The Future of Apparel Shopping

Online apparel shopping seems to be having a bit of a renaissance at the moment. According to eMarketer, 2013 online apparel sales were $44.7 billion, accounting for 17.6% of all U.S. ecommerce sales. Even better, consumer confidence for apparel etailers has never been higher, and it’s easy to see why. Everyone from Nordstrom to Levis has a sleek online store, packed with exclusive deals and loyalty rewards, backed up by efficient shipping and generous return policies.

But while the big guys are setting the trend, it’s easier than ever for start-up brands and smaller retailers to offer a comparable shopping experience, especially when partnering with a third party logistics company to handle shipping and returns.

Modern tools and knowledge at your fingertips.

Newcomers to the world of ecommerce have never had it easier; there are a plethora of tools out there to make the process simple for both buyer and seller, and plenty of market data to inform sales tactics and best practices.

Paypal, Google Checkout, and other apps provide a seamless checkout process, and give skittish shoppers peace of mind when it comes time to whip out the credit card. Furthermore, there’s a wealth of data out there regarding how online shoppers make decisions, and understanding this process can make a tremendous difference in the rate of conversion from browsing to buying.

It should come as no surprise that the attention span of the average online shopper is low. In analyzing consumer behavior across 11 million online transactions (representing $1.2 billion in sales) market research site HookLogic determined that apparel shoppers generally follow a short decision cycle when purchasing online. They decide they want something a few weeks before purchasing, but once they start shopping, the purchase is made within a few days.

By understanding this purchase cycle, you can designate protocols to retarget customers that browse the site without purchasing. Shopping cart abandonment — the process of flagging customers who fill a cart, then click away to another site — is down to a science. Retargeting one of these customers with a reminder or discount within a few hours can reinvigorate their purchase power, and turn a lead into a sale before they buy from a competitor.

Logistic partnerships streamline the heavy lifting.

A solid online shopping experience is crucial, but customer loyalties are fickle, and powerhouses such as Amazon have set high standards for shipping times and order accuracy. Perhaps the most powerful resource available to online apparel retailers is the help of an established third party logistics partner. This eliminates the need to store any product in-house, meaning online apparel shops can be run from a small office, or even an apartment!

A reliable logistics partner changes the game for importers/exporters as well. For example, if you’re looking to launch a website selling authentic French sailors’ sweaters, you need a better solution than requesting product directly from France every time an order is placed in the US. But if you order a variety of sizes and keep them stocked at a warehouse in the States, you can be ready to fulfill orders with a fraction of the shipping time. Your website’s checkout portal can simply send the order details to your logistics partner, who can pick it, pack it, and ship it straight from their shelves.

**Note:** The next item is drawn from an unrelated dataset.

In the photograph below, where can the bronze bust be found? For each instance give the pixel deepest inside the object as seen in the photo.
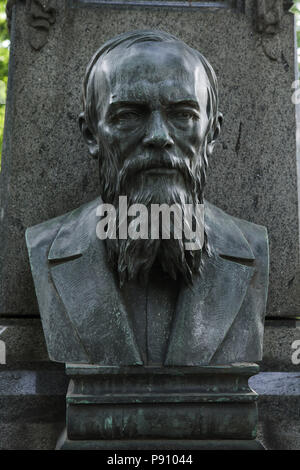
(150, 115)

Obviously, the viability of these partnerships comes down to choosing the right 3PL to handle the orders. As we said above, consumer standards for shipping times and order accuracy are at an all time high, so your customer retention and market share rely heavily on your choice of logistics partners.  Westset Logistics handles apparel in their La Mirada, CA warehouse, and utilizes state-of-the-art design and technology to ensure accuracy and expediency of orders. Their Southern California location puts them adjacent to the major ports in Los Angeles, putting them in the perfect position to handle domestic, import and export orders of any shape and size.

With the right site design and partnerships, selling apparel online has never been easier. These days, customer satisfaction seems to rest on the shopping experience just as much as the physical product, so make sure your site design and logistics chain are all poised to provide a reliable flow comparable to any “big box” online retailer.